Die Zweite Heimat dura 1532 minuti, è stato scritto da Reitz in sei anni, girato in 557 giorni.
La fugura centrale del film è Hermann. Il film, o meglio, i films, seguono Hermann e i suoi amici per un decennio fino al 1970, quando Hermann torna al suo paese natale.
Dice Reitz: il titolo non indica la prosecuzione di Heimat, bensì quel luogo che scegliamo da adulti e nel quale decidiamo di fermarci, e che chiamiamo la seconda patria...Siamo anti due volte, una volta dalle nostre madri e una volta per nostra libera scelta...il lavoro, le amicizie e la famiglia che ci formiamo sono le caratteristiche di questa patria d'elezione. Essa si fonda sulla nostra decisione. Ma l'amore, l'amicizia, il lavoro sono valori che si disgregano facilmente. Nella seconda patria si vive su un suolo incerto. La nostra tensione verso la libertà è irrinunciabile, ma pericolosa per ogni legame. La seconda patria è sempre una cosa provvisoria"
Nella seconda patria si diventa adulti, si segue l'orizzonte lontano, ci si consuma nell'incertezza dei rapporti con le persone vicine e si giunge forse alla conclusione che "L'Heimat è qualcosa che non si riuscirà mai a raggiungere perchè nel momento in cui si pensa di averlo ritorvato tutto viene messo in discussione: le domande non hanno mai fine" (Reitz).
Ci sono due dialoghi che hanno colpito la Vostra particolarmente. Hermann parla con la sua amata e afferma che "La quotidianità divora l'amore", mentre Clarissa ribatte con "Credo sia il contrario: l'amore divora la quotidianità".

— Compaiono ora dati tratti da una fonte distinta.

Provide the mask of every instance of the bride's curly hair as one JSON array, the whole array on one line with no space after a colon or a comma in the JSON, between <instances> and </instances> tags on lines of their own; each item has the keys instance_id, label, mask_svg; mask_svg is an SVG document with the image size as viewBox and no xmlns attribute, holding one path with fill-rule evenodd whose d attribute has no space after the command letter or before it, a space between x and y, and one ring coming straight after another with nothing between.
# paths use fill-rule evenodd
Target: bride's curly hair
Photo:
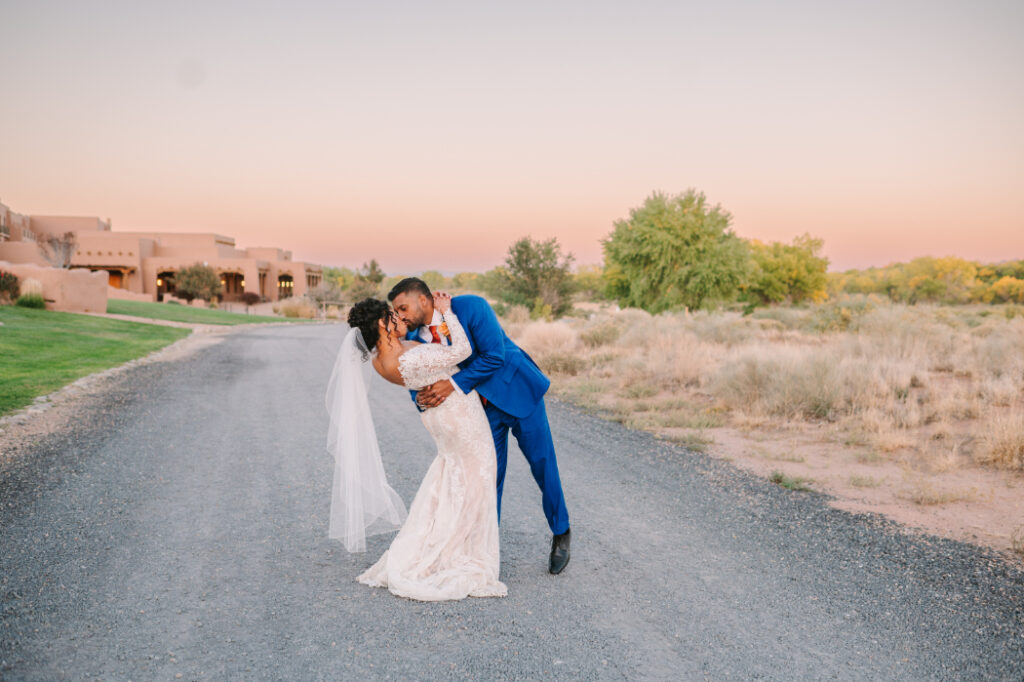
<instances>
[{"instance_id":1,"label":"bride's curly hair","mask_svg":"<svg viewBox=\"0 0 1024 682\"><path fill-rule=\"evenodd\" d=\"M377 323L381 319L384 321L384 329L391 331L394 327L394 313L387 303L376 298L365 298L348 311L348 326L359 328L368 351L377 347L381 335Z\"/></svg>"}]
</instances>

L'altro dialogo è verso la fine del film, quando Hermann, parla con se stesso "Ricomincio da zero. I miei sogni sono diversi. Vorrei scoprli e imparare ad aspettarli". Hermann parla dei SUOI sogni. I PROPRI sogni sono importanti. Forse è l'unica cosa davvero nostra.
Non fidatevi dei sogni dell'altro, perchè se siete troppo coinvolti nel sogno dell'altro, siete fottuti (Deleuze).
La Vostra, in crisi di astinenza da nicotina, scompare nella sua Zweite Heimat.